L'homme devint statique.

« Je suis bien réelle. »

Sans qu'il ne s'en rende compte et qu'il ne puisse le contrôler, ses mains se mirent à trembler. Ses phalanges s'entrechoquaient, enfoncées dans les poches de son manteau, avec une telle force qu'il les sentait remonter jusqu'aux coudes.

Pris d'une montée de panique, il serra les poings précipitamment et ferma les yeux du plus fort qu'il pût. Il poussait les vagues épouvantées qui se brisaient contre son bon sens avec toute sa volonté et en vint même à répéter une longue litanie dans sa tête. Au bout d'un temps, il articula ce qu'il pensait si fort, avec l'espoir, peut-être, de la chasser plus efficacement de son champ de vision.

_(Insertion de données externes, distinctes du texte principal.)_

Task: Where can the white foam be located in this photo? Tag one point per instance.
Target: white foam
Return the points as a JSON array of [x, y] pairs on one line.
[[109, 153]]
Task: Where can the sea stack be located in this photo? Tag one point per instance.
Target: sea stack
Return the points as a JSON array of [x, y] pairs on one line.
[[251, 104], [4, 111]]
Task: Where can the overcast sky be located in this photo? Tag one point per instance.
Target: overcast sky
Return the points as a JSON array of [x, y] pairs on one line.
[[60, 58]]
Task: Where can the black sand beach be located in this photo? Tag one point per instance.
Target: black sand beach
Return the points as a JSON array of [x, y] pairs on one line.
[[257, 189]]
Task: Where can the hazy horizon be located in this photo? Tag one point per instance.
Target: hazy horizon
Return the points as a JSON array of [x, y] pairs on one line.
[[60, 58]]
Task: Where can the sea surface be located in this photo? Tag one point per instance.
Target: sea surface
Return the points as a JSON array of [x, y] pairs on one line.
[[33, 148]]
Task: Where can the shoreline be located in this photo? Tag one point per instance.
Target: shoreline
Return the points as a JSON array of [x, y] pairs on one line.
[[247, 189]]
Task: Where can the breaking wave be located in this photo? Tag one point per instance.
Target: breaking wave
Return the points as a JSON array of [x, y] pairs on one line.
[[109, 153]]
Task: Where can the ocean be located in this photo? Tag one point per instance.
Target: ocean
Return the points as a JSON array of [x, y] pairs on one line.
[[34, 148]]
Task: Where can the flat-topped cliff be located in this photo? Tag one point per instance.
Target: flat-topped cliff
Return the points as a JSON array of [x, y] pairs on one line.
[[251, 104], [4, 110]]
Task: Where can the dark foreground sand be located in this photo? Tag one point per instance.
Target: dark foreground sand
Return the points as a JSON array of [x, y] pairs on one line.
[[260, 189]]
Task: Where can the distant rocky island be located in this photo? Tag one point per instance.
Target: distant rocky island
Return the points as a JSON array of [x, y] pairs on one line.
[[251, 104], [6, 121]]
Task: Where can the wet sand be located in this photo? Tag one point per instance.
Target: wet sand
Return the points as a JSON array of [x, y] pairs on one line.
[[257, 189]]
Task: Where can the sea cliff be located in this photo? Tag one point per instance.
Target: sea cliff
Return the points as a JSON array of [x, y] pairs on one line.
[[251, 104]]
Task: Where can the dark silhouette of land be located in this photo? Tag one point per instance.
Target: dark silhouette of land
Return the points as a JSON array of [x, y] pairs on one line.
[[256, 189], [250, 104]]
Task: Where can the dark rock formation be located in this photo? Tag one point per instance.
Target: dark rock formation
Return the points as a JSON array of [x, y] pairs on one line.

« Elle n'est pas là, elle n'est pas là. Elle n'existe pas. » Répéta-t-il.

Et il rouvrit les yeux.

Il n'y avait que le trottoir vide et le froid mordant ; les lumières vacillantes safranaient la neige et les flocons s'étendaient sur les cimes des arbres bordant la route. Un calme nonchalant semblait traverser le paysage et Jayendra en fut immédiatement rassuré. Il soupira lourdement et reprit sa route, non sans manquer de souffler un bon coup dans ses mains secouées de frissons.

Il avait l'impression que quelque chose lui trouait le dos d'un regard perçant, mais il n'osait se retourner pour s'en assurer. Alors il baissait résolument le menton et avançait sans même se donner le temps d'hésiter.

Cette désagréable impression d'être suivi et observé ne diminua pas en arrivant sur son lieu de travail. Pourtant, il salua ses collègues avec naturel, se glissa dans son uniforme sans se départir de son calme, et commença la tournée du soir comme à son habitude.

Ce fut en entrant dans la chambre d'une quinquagénaire sourde qu'il manqua de sursauter.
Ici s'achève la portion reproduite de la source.